The traditional solution is to add a pull-down resistor to the signal positive or add a pull-up resistor to the signal negative, so as to accelerate the charge and discharge of the capacitor. According to the method, if the resistor with a large resistance value is selected, the influence on the weighing precision is small, but the solving effect is not obvious, and if the resistor with a small resistance value (for example, 10M) is selected, the weighing precision and the high-low temperature linearity of the instrument are influenced. The reasons for affecting accuracy and linearity are as follows:
FIG. 1 is an internal circuit diagram of a sensor, V EXCITATION+ And V EXCITATION– Is the power supply of the sensor, V SIGNAL+ And V SIGNAL– Differential signal output of sensor when signal is positive V SIGNAL+ Sum signal negative V SIGNAL– The pull-down and pull-up resistors are equivalent to the parallel resistors of R1 and R4 in FIG. 1, which affects the accuracy of the bridge itself. The temperature drift problem of the pull-up resistor and the pull-down resistor is solved, so that the linearity of high and low temperatures is responded.
Disclosure of Invention
The technical problem to be solved by the embodiment of the utility model is to provide a sensor access detection unit based on a weighing instrument so as to detect whether a sensor is accessed or not, and meanwhile, the accuracy and the linearity of measurement are not affected.

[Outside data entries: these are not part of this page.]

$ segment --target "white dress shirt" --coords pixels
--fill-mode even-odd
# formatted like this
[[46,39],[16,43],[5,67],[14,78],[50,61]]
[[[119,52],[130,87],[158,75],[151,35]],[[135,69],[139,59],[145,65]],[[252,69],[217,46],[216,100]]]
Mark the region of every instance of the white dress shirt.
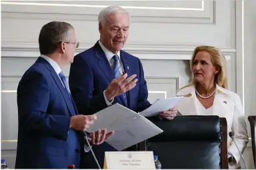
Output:
[[[49,57],[46,55],[40,55],[40,57],[45,59],[46,61],[47,61],[48,63],[51,65],[51,67],[53,67],[53,69],[55,71],[57,75],[58,75],[58,77],[59,78],[59,80],[61,81],[62,85],[63,85],[63,87],[65,88],[65,85],[64,85],[63,83],[62,82],[61,77],[59,77],[59,74],[62,71],[61,67],[59,67],[59,65],[56,63],[56,61],[55,61],[53,59],[51,59],[50,57]],[[67,88],[69,88],[69,87],[67,87]],[[69,132],[67,132],[67,133],[69,133]],[[85,152],[89,152],[91,149],[90,147],[86,143],[85,144],[83,148],[84,148],[84,150]]]
[[[57,75],[58,75],[59,79],[61,80],[62,85],[65,87],[65,85],[64,85],[63,83],[62,82],[61,77],[59,77],[59,74],[62,71],[61,67],[59,67],[59,65],[56,63],[55,61],[54,61],[53,59],[51,59],[50,57],[49,57],[46,55],[40,55],[40,57],[45,59],[46,61],[47,61],[48,63],[51,65],[51,67],[53,67],[53,69],[55,71]],[[69,87],[67,87],[67,88],[69,88]]]
[[[118,51],[117,54],[114,54],[113,53],[112,53],[111,51],[108,50],[106,47],[105,47],[104,45],[101,43],[101,41],[99,41],[99,46],[101,46],[102,50],[103,51],[105,55],[106,55],[107,61],[109,61],[109,65],[111,67],[112,69],[113,69],[113,67],[114,67],[114,59],[113,58],[113,56],[114,56],[115,55],[118,55],[118,57],[119,58],[119,72],[122,75],[123,72],[123,66],[122,61],[121,59],[120,51]],[[106,96],[105,95],[105,91],[103,91],[103,95],[104,95],[105,101],[106,102],[107,105],[108,105],[108,106],[111,105],[112,105],[112,102],[114,100],[113,99],[113,100],[109,101],[107,99]]]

In order to solve the technical problems, the embodiment of the utility model provides a sensor access detection unit based on a weighing instrument, the weighing instrument comprises an MCU, a sensor interface, an excitation source voltage stabilizing circuit and a power supply end, the output end of the excitation source voltage stabilizing circuit is connected with the sensor interface, the detection unit comprises a current detection circuit and a follower circuit, the current detection circuit comprises a current detection resistor and a current amplifier, the positive electrode and the negative electrode of the input end of the current amplifier are respectively connected with the power supply end and the input end of the excitation source voltage stabilizing circuit, the output end of the current amplifier is connected with the follower circuit, the output end of the follower circuit is connected with an analog-to-digital converter port of the MCU, and the two ends of the current detection resistor are respectively connected with the positive electrode and the negative electrode of the input end of the current amplifier.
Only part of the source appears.